Disease management (DM) programs were developed under the assumption that health services utilization and morbidity could be reduced for those with chronic illness by augmenting the traditional episodic medical care system with services and support between doctor visits. For many chronic diseases, there is much opportunity to improve the quality and consistency of care (e.g. diabetics getting regular tests of glucose control (HbA1 c) or those with known coronary disease taking a beta blocker). DM programs were developed to assist physicians and their patients to identify and close those gaps in care (DMAA, 2004).
DM programs attempt to achieve these goals by (1) accurately identifying those in the population with the disease or at significant risk of developing the disease, (2) convincing those with the greatest risk of morbidity and health services utilization to participate in the program and (3) intervening with physicians and patients to effect some change in health behavior. For many DM programs, the primary means to execute these intervention strategies is through telephonic interaction between a DM nurse, the patient and physician. According to the Disease Management Association of America (DMAA), a full-service disease management program must include all of the following: population identification processes, evidence-based practice guidelines, collaborative practice models to include physician and support-service providers, patient self-management education, process and outcomes measurement, evaluation and management, and routine reporting/feedback loops (which may include communication with patient, physician, health plan and ancillary providers, and practice profiling) (DMAA, 2004).

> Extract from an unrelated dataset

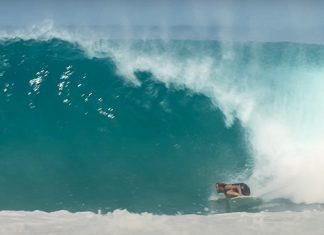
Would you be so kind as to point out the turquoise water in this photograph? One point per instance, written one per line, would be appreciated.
(150, 126)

Although DM has been in existence for over a decade, there is still much uncertainty as to its effectiveness in improving health status and reducing costs. Part of the struggle to gain legitimacy is the ambiguity in how to best evaluate DM program effectiveness. Several research-based techniques with applicability to DM have recently been introduced to the DM evaluation debate (Linden, Adams & Roberts, 2003a, 2003b, 2003c, 2004a, 2004b, 2004c, 2005a, 2005b; Linden & Roberts, 2004; Linden, Roberts & Keck, 2003).
A prevailing theme in these papers is that many research-based techniques can be applied to the evaluation of DM programs, with each technique typically having at least one particular characteristic that makes it more suitable than others for a given evaluation problem. For example, the propensity scoring technique uses logistic regression to create a single independent variable representing the participant's entire set of covariates, making it feasible to match program participants and controls on the one variable instead of several (Linden, Adams & Roberts, 2005a). Bootstrapping (Linden, Adams & Roberts, 2005b) offers the ability to develop standard errors (SE) and confidence intervals (CI) around quantities that the classical statistical tools do not provide for (e.g. median, percentiles, non-linear functions, etc). Survival analysis (Linden, Adams & Roberts, 2004c) allows for the inclusion of data from censored cases, those subjects who either "survived" the program without experiencing the event (achievement of target clinical levels, hospitalization, etc.) or left the program prematurely, due to disenrollement from the health plan or program, or were lost to follow-up. Similarly, time-series analysis (Linden, Adams & Roberts, 2004c) allows for the observation of the outcome variable over time to determine the program effect despite the presence of trend and/or seasonality.
This paper introduces the concept of regression analysis to emulate the key characteristics of two previously discussed methods; survival analysis and its ability to adjust for the impact of length of program enrollment, and time-series analysis and its ability to adjust for seasonality. The simulated data created for this paper are meant to replicate a DM program over the course of two years, serving a total of 1000 members, who enrolled and disenrolled at various points throughout the program. The outcome variable chosen was hospitalizations. These data were intentionally designed to include a seasonal component as well as a reduction in the program effect over time.
Adjusting for a participant's period of enrollment in the program ("tenure") has been an unresolved issue in the evaluation of a program's effectiveness. The most typical method of adjustment for tenure is by summing the total number of months that all program eligible individuals were enrolled at the health plan or in the program. This value, typically called "member-months" is then used as the denominator, while the outcome variable is used in the numerator (e.g. count of hospitalizations, office visits, etc.). However, by aggregating, how the length of time in the program will impact the individual participant's outcome is left unresolved. In other words, can hospitalizations be expected to decrease with increased exposure to the program intervention, and if so, when?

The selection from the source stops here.